A Wicked Commerce: The US and the Atlantic Slave Trade Through the Lens of William Earle Williams
Tuesday, December 20, 2022 10am
About this Event
Philadelphia-area artist William Earle Williams (b. 1950) uses his camera to expose the obscured histories of chattel slavery in the US and transform how everyday places are understood and experienced. His most recent body of work examines this history within a global context and how the development, growth, and malevolent persistence of slavery intersects within Great Britain, the US, and the British West Indies.
A Wicked Commerce presents Williams’s examination of the transatlantic slave trade in forty-three photographs, many exhibited for the first time. Featuring sites in British port cities, Caribbean islands, and the US—south and north—these pictures reveal the infrastructures that fueled the triangular trade and positioned Britain and the US as industrial powers, simultaneously creating an institution that damaged innumerable lives and continues to persist in their physical and social landscapes.
The exhibition is accompanied by a Picker Laboratory for Academic Engagement (PLAE) Space installation, featuring additional photographs from Williams’s Underground Railroad series and examining the triangular trade’s local history.

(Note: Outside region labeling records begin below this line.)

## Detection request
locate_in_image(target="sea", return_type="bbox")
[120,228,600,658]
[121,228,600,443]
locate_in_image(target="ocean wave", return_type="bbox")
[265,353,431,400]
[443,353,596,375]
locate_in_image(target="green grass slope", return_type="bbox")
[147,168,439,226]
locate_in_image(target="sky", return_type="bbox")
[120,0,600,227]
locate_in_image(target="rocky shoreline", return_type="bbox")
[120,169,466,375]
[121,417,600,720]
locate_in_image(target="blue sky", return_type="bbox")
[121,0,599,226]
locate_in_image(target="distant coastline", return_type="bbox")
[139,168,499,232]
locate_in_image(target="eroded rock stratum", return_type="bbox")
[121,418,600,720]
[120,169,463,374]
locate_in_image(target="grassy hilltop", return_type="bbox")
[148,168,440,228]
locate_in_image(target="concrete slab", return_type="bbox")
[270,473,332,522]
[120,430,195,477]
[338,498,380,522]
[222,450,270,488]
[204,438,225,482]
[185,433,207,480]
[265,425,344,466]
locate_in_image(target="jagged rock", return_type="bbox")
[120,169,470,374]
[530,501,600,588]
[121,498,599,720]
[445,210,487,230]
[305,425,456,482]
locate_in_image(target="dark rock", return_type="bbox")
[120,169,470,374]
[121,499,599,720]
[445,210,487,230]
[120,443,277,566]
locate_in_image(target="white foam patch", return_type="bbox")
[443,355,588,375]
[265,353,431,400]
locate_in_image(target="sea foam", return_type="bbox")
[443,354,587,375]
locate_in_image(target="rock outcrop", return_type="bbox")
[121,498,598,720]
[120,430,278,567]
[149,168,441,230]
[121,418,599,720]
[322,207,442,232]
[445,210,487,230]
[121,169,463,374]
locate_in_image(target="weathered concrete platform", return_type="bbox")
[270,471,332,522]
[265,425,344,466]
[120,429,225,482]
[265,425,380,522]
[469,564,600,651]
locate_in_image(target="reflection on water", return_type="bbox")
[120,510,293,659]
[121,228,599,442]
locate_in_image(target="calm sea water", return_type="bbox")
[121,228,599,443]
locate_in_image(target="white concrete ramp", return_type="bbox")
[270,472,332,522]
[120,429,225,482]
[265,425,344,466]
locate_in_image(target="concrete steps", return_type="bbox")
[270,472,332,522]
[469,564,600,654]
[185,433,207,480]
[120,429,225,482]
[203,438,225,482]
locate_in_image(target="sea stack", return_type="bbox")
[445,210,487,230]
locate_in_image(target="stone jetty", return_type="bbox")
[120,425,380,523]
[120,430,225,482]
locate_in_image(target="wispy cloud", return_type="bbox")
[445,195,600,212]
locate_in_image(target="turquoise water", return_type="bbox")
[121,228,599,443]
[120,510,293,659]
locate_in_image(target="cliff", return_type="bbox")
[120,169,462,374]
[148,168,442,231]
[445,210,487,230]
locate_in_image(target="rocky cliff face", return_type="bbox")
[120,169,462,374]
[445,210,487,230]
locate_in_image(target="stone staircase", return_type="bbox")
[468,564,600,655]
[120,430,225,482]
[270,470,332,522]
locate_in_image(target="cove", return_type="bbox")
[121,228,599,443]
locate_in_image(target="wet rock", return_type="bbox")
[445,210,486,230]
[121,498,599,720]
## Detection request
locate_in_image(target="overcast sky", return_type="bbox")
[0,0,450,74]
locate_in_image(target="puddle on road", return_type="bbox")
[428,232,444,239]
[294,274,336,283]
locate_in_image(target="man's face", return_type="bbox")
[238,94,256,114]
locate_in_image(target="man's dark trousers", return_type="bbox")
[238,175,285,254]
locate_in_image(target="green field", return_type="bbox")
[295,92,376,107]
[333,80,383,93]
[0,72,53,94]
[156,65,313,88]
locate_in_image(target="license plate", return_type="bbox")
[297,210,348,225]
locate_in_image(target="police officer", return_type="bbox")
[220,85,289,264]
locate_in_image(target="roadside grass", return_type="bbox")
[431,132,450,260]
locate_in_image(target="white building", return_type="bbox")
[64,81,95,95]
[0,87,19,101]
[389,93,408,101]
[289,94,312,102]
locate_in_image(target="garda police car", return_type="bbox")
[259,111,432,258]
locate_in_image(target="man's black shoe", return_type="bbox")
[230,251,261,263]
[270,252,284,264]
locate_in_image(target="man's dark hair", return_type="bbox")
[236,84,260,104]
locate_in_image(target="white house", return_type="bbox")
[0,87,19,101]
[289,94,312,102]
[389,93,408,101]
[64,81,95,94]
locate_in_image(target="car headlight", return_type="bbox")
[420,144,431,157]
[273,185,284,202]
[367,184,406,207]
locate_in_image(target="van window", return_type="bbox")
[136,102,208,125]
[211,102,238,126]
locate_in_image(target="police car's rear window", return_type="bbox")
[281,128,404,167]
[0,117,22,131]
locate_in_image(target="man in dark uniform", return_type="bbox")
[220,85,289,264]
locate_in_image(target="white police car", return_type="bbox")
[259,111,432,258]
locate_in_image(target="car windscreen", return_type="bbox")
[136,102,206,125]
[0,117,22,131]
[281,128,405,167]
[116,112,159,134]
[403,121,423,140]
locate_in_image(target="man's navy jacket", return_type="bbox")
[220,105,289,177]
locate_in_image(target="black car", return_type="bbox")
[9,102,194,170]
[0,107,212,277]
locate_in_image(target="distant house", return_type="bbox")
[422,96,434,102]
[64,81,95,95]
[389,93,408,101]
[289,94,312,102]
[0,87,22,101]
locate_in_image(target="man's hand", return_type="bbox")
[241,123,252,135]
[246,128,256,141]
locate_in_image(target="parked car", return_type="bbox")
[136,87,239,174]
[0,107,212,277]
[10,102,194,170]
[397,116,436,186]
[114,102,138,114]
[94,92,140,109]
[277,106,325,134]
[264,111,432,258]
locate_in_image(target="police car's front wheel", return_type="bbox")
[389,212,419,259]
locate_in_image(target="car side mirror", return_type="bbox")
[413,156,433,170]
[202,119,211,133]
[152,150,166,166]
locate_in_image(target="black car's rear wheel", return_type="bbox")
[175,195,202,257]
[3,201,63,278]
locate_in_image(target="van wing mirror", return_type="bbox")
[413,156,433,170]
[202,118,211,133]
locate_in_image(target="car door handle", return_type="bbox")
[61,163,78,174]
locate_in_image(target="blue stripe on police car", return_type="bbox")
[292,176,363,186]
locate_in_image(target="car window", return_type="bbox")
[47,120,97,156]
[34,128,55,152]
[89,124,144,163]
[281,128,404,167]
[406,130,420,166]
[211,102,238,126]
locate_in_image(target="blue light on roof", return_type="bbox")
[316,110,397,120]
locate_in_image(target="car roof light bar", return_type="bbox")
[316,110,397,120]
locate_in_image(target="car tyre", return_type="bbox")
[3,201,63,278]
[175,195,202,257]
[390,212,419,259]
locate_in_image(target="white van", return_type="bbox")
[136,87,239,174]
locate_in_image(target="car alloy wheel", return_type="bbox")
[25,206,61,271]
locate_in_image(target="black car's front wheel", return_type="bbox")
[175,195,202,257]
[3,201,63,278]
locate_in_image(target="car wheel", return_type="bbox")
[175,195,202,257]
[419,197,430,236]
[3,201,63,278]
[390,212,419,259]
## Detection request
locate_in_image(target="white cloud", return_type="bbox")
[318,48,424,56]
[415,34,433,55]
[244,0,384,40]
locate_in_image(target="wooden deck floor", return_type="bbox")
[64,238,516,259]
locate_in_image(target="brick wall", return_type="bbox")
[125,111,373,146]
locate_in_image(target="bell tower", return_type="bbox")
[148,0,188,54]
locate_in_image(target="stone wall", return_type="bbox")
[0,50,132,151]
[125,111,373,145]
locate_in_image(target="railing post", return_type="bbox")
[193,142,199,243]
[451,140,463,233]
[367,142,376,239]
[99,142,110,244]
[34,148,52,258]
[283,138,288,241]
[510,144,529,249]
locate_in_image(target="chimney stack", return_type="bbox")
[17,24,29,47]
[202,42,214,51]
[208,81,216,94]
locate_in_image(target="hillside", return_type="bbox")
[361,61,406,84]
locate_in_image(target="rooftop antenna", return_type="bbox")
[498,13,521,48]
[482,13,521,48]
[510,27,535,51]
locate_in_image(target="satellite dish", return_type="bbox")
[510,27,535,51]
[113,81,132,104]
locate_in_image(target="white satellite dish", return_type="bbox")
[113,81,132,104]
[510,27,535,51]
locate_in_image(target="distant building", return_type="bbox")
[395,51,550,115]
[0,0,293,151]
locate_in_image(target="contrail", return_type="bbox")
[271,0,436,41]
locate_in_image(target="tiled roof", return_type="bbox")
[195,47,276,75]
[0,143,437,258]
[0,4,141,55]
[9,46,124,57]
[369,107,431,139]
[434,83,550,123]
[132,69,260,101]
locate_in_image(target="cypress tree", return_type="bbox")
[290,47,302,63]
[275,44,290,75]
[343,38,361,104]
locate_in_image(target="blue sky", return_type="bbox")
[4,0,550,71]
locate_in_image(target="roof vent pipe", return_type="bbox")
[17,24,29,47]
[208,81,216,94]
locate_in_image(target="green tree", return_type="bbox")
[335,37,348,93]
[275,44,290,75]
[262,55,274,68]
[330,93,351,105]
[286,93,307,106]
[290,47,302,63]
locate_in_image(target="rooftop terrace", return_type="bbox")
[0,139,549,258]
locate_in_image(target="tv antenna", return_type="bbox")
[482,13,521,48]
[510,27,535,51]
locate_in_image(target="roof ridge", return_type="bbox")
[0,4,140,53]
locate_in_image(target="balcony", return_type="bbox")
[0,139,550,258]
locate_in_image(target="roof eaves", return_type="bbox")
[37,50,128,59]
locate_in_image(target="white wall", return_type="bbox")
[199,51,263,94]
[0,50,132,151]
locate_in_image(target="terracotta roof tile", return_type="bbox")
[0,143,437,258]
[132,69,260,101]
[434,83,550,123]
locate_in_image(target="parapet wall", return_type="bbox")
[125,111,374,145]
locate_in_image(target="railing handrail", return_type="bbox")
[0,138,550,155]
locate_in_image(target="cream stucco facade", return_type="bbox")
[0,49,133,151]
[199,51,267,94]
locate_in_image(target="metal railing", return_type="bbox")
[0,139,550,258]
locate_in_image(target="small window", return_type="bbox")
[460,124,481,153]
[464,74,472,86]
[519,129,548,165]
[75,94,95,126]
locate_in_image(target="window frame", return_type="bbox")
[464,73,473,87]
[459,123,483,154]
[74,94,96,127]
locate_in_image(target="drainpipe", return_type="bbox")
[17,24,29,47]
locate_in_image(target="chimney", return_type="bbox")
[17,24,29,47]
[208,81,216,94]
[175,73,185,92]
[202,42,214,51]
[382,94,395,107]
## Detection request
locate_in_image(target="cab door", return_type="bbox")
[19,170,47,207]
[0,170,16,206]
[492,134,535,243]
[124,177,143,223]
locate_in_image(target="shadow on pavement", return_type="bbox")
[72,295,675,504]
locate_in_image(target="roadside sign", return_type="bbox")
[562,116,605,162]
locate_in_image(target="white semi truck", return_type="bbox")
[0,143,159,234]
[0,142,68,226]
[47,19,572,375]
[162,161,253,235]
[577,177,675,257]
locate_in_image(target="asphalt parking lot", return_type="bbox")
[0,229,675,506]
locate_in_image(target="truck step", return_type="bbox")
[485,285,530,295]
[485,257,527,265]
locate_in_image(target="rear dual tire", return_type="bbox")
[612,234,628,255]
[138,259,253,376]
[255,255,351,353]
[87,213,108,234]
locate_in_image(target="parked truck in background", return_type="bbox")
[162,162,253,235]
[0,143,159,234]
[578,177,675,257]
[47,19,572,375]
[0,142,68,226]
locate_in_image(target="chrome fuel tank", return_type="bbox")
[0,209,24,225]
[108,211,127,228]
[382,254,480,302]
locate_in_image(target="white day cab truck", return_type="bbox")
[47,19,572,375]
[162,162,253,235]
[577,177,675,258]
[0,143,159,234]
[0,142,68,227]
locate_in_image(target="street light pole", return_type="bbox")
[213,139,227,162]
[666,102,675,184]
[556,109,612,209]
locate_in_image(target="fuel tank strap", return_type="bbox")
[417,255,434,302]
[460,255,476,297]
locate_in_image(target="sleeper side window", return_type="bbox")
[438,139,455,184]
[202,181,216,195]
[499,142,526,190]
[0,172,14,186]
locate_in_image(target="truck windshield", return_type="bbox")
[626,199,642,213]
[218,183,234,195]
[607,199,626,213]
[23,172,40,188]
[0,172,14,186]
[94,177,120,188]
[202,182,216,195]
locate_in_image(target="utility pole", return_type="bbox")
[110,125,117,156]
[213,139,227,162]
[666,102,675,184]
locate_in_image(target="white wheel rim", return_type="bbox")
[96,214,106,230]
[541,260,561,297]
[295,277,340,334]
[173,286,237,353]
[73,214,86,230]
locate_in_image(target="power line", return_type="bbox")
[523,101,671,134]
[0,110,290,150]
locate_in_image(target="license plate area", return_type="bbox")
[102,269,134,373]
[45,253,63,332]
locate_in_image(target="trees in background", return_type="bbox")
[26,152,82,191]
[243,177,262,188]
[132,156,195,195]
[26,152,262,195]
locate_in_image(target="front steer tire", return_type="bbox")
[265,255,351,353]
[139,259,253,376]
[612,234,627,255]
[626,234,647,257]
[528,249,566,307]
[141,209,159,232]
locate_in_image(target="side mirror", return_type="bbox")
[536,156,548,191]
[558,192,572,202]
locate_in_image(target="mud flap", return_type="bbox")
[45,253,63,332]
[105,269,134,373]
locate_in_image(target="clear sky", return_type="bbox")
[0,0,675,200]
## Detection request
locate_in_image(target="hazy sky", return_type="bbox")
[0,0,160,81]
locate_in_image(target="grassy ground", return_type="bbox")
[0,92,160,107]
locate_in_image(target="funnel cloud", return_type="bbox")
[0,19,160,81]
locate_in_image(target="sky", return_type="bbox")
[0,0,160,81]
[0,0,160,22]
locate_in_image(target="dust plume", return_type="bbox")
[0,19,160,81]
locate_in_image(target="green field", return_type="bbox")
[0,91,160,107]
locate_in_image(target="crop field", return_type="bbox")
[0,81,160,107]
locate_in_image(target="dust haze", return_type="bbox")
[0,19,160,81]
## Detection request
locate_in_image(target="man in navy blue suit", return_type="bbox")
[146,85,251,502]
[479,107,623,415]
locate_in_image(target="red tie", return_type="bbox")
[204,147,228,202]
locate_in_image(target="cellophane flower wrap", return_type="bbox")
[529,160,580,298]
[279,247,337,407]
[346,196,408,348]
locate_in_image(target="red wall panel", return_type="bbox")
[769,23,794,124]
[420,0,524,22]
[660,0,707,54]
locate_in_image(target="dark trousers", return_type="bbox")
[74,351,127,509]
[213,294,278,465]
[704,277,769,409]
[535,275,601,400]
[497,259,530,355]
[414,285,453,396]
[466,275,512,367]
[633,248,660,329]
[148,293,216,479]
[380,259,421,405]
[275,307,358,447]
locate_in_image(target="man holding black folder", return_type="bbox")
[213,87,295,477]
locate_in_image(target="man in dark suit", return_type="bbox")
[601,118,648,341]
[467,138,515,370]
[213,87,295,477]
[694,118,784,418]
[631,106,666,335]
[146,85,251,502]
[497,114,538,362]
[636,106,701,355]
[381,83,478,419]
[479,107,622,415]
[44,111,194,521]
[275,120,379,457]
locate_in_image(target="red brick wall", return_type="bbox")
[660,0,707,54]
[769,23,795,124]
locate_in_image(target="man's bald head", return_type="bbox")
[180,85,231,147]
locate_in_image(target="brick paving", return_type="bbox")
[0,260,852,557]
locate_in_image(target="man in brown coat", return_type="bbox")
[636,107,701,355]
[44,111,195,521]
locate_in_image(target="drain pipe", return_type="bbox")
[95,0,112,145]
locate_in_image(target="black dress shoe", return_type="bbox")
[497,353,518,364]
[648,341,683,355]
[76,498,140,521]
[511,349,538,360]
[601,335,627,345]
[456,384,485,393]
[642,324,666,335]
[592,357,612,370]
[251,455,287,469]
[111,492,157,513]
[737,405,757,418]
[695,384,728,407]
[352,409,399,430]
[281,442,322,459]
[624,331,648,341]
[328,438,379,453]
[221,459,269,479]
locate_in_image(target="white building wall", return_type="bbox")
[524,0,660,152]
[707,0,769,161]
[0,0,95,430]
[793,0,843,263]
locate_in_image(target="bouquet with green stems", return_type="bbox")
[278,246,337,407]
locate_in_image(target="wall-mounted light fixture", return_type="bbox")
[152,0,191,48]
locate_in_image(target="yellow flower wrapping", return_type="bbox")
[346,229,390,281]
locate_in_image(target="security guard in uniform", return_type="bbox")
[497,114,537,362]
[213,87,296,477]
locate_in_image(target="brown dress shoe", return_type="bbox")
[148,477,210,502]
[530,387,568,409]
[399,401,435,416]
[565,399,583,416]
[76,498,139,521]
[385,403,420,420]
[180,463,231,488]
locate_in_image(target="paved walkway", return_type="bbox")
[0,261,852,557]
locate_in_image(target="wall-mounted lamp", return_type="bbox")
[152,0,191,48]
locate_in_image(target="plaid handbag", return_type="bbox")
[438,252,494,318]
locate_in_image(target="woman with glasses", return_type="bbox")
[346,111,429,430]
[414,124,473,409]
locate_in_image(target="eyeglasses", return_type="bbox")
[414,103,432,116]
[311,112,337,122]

William Earle Williams is the Audrey A. and John L. Dusseau Professor in the Humanities, Professor of Fine Arts, and Curator of Photography at Haverford College in Haverford, Pennsylvania. His photographs have been widely exhibited, including group and solo exhibitions at the Cleveland Museum of Art, the George Eastman Museum, the Museum of Fine Arts, Houston, the National Gallery of Art, Smith College, and the Center for Documentary Studies at Duke University. His work is represented in many public collections, including the Philadelphia Museum of Art, the Cleveland Museum of Art, The Metropolitan Museum of Art, the Museum of Fine Arts, Houston, and the National Gallery of Art. Williams has received individual artist fellowships from the Pew Fellowships in the Arts, the Pennsylvania Council on the Arts, and the John Simon Guggenheim Memorial Foundation.